Velocity Reviews - Computer Hardware Reviews

Velocity Reviews > Newsgroups > Programming > C Programming > fgetc - end of line - where is 0xD?

Reply
Thread Tools

fgetc - end of line - where is 0xD?

 
 
Zero
Guest
Posts: n/a
 
      12-06-2008
Hi there,

I have the following file:

--------------------
Hello
world
--------------------

When I open this file in binary code,
the end of the first line is 0xD 0xA.

When I read this file with fgetc like
while( (c = fgetc(pFilePointer)) != '-1')
{
printf("\n%d", c);
}

I only get the 0xA at the end of line, not 0xD.

Does anybody know, what happens?

Zeh Mau
 
Reply With Quote
 
 
 
 
Richard Tobin
Guest
Posts: n/a
 
      12-06-2008
In article <(E-Mail Removed)>,
Zero <(E-Mail Removed)> wrote:

>When I open this file in binary code,
>the end of the first line is 0xD 0xA.


You're probably using a Microsoft operating system. If you were using
Unix, you'd see a single 0xA byte (a linefeed character). If you were
using an old Mac operating system, you'd see a single 0xD byte (a
carriage return). If you were using some ancient mainframe system,
you'd see a lots of nulls padding it to 80 characters.

>When I read this file with fgetc like
>while( (c = fgetc(pFilePointer)) != '-1')
>{
> printf("\n%d", c);
>}
>
>I only get the 0xA at the end of line, not 0xD.


It would be inconvenient if you had to know how lines end on every
different operating system that your program might run on, so C
converts line ends to a single linefeed character.

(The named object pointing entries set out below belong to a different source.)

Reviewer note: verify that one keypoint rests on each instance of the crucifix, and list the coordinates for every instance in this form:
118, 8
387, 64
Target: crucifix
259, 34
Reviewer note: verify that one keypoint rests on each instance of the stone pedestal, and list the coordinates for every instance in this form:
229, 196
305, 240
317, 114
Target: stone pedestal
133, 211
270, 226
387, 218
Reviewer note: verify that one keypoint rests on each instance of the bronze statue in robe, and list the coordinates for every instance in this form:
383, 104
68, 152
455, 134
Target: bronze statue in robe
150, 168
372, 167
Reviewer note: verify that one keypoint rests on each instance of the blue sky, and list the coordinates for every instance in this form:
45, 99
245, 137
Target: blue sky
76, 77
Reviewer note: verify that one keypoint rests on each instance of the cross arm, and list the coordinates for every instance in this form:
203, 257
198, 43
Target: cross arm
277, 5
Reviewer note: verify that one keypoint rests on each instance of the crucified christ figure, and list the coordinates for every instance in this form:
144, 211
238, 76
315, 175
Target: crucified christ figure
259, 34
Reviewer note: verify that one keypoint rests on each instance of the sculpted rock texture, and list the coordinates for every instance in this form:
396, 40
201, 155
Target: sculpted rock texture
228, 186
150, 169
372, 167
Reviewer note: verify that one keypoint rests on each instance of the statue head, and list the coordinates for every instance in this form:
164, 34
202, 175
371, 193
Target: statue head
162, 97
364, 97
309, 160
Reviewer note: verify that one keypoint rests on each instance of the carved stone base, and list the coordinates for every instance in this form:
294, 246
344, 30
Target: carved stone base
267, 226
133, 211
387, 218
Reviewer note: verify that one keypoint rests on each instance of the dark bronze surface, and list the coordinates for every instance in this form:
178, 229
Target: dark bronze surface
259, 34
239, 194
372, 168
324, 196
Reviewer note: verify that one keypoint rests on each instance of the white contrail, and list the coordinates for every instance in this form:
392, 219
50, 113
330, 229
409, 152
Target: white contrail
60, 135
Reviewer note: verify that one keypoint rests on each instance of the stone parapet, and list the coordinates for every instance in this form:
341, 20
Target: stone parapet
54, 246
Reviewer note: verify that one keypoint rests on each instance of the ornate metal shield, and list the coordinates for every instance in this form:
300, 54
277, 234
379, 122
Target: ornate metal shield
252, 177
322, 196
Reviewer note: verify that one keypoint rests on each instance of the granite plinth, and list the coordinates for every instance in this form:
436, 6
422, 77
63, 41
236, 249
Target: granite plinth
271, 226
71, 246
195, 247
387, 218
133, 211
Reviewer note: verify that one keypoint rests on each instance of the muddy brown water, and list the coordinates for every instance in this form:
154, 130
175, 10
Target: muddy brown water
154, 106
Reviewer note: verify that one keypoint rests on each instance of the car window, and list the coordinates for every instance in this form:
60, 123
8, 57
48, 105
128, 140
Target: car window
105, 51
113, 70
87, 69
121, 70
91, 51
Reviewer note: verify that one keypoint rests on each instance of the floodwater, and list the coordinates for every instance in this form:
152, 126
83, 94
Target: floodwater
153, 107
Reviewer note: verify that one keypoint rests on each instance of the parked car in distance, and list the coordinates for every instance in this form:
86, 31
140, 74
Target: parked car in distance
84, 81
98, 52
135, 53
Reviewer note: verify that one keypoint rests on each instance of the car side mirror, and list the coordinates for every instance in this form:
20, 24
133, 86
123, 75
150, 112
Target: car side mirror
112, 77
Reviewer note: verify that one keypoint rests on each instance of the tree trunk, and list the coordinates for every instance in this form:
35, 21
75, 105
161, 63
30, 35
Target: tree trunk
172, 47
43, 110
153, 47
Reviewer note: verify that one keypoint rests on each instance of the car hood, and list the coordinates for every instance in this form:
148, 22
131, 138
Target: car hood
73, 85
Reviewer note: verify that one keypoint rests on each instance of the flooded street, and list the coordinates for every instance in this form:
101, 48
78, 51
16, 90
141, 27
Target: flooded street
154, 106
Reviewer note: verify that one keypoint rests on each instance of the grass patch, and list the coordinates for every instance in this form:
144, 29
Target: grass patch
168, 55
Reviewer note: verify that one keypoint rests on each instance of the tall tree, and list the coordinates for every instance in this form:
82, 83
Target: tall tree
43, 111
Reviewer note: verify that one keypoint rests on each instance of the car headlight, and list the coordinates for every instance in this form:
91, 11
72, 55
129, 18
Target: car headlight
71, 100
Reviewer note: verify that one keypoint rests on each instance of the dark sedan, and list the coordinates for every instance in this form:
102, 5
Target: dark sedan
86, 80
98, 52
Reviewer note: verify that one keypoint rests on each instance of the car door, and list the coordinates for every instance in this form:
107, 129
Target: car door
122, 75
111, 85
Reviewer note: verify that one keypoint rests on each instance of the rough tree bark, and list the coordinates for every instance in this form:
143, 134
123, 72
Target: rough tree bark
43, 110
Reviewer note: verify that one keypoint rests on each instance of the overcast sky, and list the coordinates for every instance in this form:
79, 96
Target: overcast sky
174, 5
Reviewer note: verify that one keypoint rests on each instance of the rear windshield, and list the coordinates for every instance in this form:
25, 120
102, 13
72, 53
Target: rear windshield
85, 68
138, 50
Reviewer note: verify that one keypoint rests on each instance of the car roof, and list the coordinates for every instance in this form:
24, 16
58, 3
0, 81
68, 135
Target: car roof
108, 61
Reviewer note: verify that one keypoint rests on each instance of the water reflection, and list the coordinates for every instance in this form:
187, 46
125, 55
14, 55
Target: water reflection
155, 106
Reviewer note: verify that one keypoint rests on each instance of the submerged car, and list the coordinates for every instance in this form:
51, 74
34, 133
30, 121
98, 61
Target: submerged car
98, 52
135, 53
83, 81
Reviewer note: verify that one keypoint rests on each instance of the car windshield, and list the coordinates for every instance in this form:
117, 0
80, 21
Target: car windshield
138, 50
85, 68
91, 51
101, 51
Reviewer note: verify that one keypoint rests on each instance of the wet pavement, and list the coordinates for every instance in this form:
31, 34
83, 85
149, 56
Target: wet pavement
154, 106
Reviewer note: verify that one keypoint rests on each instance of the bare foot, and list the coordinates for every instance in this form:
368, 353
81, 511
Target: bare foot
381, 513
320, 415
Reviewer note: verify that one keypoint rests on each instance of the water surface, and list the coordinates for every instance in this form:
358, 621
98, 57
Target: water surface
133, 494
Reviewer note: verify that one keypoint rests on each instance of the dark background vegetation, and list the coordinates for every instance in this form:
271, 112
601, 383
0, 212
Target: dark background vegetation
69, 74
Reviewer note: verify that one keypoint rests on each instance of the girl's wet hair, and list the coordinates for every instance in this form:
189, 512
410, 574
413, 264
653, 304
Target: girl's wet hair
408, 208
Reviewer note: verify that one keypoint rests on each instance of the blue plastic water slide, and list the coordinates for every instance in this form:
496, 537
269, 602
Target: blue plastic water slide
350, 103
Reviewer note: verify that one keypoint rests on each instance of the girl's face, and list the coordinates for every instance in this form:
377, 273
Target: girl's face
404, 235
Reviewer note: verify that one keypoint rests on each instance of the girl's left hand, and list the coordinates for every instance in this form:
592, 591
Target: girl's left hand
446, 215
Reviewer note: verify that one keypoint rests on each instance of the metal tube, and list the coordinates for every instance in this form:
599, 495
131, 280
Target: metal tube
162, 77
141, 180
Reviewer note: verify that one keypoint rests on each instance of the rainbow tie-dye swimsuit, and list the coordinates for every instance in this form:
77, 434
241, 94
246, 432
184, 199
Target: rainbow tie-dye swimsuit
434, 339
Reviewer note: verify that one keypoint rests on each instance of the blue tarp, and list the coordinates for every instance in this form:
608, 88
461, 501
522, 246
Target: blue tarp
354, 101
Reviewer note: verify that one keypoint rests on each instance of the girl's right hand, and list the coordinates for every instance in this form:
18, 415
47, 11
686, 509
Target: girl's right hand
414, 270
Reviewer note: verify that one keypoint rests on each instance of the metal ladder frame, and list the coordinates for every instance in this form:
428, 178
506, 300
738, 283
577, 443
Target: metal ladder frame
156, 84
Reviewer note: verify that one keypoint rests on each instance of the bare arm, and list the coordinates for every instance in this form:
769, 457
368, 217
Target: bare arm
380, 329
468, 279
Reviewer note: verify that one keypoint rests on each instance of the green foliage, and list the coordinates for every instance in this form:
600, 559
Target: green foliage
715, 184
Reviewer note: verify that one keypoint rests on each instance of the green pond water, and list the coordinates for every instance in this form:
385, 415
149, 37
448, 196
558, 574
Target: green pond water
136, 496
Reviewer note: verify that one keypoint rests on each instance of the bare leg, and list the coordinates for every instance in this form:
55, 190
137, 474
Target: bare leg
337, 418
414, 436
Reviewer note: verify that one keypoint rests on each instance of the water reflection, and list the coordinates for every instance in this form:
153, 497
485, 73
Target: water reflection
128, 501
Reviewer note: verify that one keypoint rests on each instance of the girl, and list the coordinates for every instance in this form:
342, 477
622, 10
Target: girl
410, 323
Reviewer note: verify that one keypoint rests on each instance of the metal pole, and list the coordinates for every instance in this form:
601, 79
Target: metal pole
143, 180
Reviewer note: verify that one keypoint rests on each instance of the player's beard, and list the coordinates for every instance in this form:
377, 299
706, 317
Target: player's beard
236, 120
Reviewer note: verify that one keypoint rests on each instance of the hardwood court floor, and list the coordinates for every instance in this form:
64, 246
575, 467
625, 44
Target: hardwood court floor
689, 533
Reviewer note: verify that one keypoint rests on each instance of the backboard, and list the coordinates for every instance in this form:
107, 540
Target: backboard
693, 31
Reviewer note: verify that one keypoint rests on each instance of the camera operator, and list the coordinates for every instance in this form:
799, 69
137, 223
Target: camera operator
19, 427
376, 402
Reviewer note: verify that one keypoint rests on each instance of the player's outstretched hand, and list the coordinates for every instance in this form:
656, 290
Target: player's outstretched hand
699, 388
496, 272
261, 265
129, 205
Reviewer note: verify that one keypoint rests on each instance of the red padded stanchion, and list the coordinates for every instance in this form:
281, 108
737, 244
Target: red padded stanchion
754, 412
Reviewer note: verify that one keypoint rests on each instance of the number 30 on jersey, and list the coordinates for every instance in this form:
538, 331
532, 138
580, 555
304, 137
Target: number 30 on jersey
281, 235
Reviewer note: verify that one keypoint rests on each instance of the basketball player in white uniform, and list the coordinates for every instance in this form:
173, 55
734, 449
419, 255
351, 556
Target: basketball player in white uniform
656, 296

If you want to see the actual bytes in the file, open it in binary mode.

-- Richard
--
Please remember to mention me / in tapes you leave behind.
 
Reply With Quote
 
 
 
 
Zero
Guest
Posts: n/a
 
      12-06-2008
> You're probably using a Microsoft operating system. *If you were using
Yes I do.

> so C > converts line ends to a single linefeed character.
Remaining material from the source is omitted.